Whelan illuminates the circumstances and struggles of a young girl in a predominantly male-dominated society. This reminded me of the stories my great-grandmother had once told me. She grew up in an era where females were treated with very little respect and were expected to obey their husbands without defiance. Like Koly, she had to navigate through a sometimes harsh and unjust culturally-controlled environment. Being a widow without any financial support, status, or family, she must overcome many obstacles in her new life.
The story is built around a somewhat cliche storyline in which the protagonist finds her road to happiness, like many of the similar plots found in Western fairy tales. I personally love that about this book, it is never dull and it always leaves you with a sense of fulfillment. Thanks to Whelan’s plotting, Koly soon finds herself on a boat of romance. Precious moments between Raji and Koly are shared throughout the book, leading up to an important day in Koly’s life. One day as they both lie on the banks of the Yamuna River, Raji asks Koly for her hand in marriage. Raji wants her to come with him to his home village, where they can both live on his family’s farm and build a life together. This is one of the parts in the book which will leave readers satisfied. Koly is given the chance to follow her desires, which isn’t something she thought was possible. Although she loves her job as an embroiderer and her newfound life in Vrindavan. She chooses to follow her heart as any main protagonist would in this happily-ever-after story.
The author creates a very well-rounded and admirable character, which for me is a hard thing to find; I’ve always found that something about a character is missing throughout a novel.
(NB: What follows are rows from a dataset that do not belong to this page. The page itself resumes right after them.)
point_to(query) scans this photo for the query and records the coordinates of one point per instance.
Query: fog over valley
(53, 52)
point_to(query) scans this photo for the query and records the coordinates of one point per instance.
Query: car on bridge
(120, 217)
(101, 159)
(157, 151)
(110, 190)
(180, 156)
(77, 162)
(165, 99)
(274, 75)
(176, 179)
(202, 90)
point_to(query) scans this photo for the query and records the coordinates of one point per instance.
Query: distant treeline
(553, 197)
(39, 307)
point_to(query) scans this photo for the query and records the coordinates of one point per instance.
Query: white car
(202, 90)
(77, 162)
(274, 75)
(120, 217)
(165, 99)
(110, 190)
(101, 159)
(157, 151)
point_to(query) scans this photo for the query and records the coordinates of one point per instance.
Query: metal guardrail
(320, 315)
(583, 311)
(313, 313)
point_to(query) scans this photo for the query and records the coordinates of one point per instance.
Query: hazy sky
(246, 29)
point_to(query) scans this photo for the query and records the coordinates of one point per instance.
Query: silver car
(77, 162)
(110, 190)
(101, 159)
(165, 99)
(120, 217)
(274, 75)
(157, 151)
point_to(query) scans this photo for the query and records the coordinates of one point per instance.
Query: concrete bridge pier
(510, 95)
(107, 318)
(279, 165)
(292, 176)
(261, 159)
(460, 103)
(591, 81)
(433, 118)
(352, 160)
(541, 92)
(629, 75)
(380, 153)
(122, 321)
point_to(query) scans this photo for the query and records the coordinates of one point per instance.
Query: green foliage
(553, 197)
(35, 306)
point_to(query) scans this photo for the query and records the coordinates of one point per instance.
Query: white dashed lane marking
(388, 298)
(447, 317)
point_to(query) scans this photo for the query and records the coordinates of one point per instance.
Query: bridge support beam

In the Homeless Bird, I never found myself dissatisfied, and Koly’s character always felt complete. The triumphant protagonist, grows from this naive little girl, into a strong, independent woman painting her own future.
Whelan has constructed a beautiful, culturally enlightening story, holding true to a message of perseverance, self worth and an ever ending pursuit of happiness. I recommend this book to anyone seeking an illuminating and uplifting tale of determination and triumph.